Recently, I saw a discussion of OLGA speed in the OLGA Users group on LinkedIn. The discussion starts with the question of why OLGA performs nearly the same on two different CPUs (an Intel Core i7 processer running at 3.4 GHz and Intel Core i5 processor also running at 3.4 GHz). This result is surprising and troubling because Core i5 is a considerably cheaper processor.
I have seen flow assurance companies buy expensive hardware in hope of making OLGA go faster. Unfortunately, the results of such expense have been hit-or-miss. As a budding flow assurance consultant, I witnessed one of those misses. After purchasing hardware that was very expensive, we found that OLGA ran just as fast as it was running on desktop machines that were one year old. Since then, I have spent quite of bit of time looking at OLGA speed and working on understanding what factors impact OLGA performance.
To help flow assurance companies considering such buying decisions, I thought it might be worthwhile sharing the knowledge I have gained through my investigation. Also, I thought it might be interesting to add some data and analysis to the discussion and look specifically at how the number of threads plays a role in OLGA speed. In the LinkedIn discussion, Torgeir Vanvik from Schlumberger offered some excellent insight into the way OLGA works, and I am hoping this post sheds more light on the topic of OLGA’s parallel performance.
Key factors that affect OLGA simulation speed
There are a several key factors that affect OLGA simulation speed. Some have to do with the numerical modeling complexity and others have to do with the hardware on which OLGA is run.
On the modeling side, the most obvious factor is the complexity of the network being modeled.
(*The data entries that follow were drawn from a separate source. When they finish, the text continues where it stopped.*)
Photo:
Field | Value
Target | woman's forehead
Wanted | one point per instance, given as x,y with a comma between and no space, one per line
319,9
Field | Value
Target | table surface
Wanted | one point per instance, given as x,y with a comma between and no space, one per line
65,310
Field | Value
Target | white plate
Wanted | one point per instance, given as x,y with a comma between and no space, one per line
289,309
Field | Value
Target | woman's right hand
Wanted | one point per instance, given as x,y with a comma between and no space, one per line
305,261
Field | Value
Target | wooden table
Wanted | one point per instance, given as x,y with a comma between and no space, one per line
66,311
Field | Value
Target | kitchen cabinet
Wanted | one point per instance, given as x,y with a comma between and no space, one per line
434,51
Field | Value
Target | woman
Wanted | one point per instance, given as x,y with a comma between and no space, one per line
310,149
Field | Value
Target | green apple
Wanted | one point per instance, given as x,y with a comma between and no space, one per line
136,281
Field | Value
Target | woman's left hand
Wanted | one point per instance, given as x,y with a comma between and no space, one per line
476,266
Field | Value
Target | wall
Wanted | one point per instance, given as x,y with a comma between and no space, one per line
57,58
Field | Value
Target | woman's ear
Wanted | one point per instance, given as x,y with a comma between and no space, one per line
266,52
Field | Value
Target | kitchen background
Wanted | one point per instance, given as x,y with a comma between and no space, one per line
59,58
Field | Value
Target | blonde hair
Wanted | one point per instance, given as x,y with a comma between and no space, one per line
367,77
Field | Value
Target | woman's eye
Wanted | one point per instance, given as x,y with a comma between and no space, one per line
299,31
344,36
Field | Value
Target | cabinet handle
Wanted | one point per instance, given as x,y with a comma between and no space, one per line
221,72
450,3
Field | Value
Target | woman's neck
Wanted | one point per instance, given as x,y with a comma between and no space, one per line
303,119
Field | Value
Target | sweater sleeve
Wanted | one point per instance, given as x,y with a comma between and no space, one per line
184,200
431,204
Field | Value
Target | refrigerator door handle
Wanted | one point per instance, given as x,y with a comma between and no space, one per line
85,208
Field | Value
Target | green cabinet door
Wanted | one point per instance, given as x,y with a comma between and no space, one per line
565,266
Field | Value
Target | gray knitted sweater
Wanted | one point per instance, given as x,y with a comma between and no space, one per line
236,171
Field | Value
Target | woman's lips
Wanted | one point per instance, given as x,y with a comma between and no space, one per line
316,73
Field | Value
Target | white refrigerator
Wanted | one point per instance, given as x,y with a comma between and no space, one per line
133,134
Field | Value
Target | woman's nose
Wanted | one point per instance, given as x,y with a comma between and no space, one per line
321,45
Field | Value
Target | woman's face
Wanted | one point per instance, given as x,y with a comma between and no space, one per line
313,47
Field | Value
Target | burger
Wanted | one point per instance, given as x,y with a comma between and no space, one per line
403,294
In general, single branch models run faster than networks and simple converging networks run faster than diverging networks or networks with looped lines. Unfortunately, this is not something flow assurance engineers can control so it is not worth discussing it further.
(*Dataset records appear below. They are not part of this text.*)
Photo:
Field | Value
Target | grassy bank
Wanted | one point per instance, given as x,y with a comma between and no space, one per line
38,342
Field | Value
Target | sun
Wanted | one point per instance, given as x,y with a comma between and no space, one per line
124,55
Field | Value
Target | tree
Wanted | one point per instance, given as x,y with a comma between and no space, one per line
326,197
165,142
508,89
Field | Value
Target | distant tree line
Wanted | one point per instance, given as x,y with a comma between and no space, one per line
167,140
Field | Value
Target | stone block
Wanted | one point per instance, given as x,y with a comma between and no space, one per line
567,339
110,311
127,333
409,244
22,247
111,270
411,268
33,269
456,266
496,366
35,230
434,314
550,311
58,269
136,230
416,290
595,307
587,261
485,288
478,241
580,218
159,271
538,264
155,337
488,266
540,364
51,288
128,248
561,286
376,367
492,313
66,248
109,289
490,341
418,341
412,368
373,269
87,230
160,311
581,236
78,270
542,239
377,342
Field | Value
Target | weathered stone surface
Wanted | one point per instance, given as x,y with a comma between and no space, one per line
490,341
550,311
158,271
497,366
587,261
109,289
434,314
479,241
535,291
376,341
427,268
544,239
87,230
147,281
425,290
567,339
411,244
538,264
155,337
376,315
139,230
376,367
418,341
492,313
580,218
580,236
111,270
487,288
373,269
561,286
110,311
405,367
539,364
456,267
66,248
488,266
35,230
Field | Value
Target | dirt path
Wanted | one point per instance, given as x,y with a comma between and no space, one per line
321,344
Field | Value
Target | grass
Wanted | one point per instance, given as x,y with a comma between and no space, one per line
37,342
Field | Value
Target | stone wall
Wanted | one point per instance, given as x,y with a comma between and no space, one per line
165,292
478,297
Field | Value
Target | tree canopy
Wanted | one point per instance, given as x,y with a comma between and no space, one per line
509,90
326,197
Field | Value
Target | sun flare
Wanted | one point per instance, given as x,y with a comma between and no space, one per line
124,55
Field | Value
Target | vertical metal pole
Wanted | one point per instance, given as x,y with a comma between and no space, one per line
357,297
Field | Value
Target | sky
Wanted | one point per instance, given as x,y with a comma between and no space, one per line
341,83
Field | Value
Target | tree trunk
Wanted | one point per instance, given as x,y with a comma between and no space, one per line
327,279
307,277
Next on the list are the section lengths and numerical time step. In OLGA, the simulation time step is controlled using the parameters
MAXDT in the
INTEGRATION specification and also using the
DTCONTROL parameters. To ensure model stability, simulations are typically run with the CFL condition controlling simulation time step. The CFL condition determines how much distance, relative to the length of a section in the model, the fluid in that section is allowed to move in one time step. The net effect is that the longer the section length, the longer your time steps are allowed to be, and vice versa. The
DTCONTROL parameters along with section lengths have a profound impact on model speed. The model speed is typically governed by the smallest section in the network. I can write a whole treatise on this but that is a topic for another day.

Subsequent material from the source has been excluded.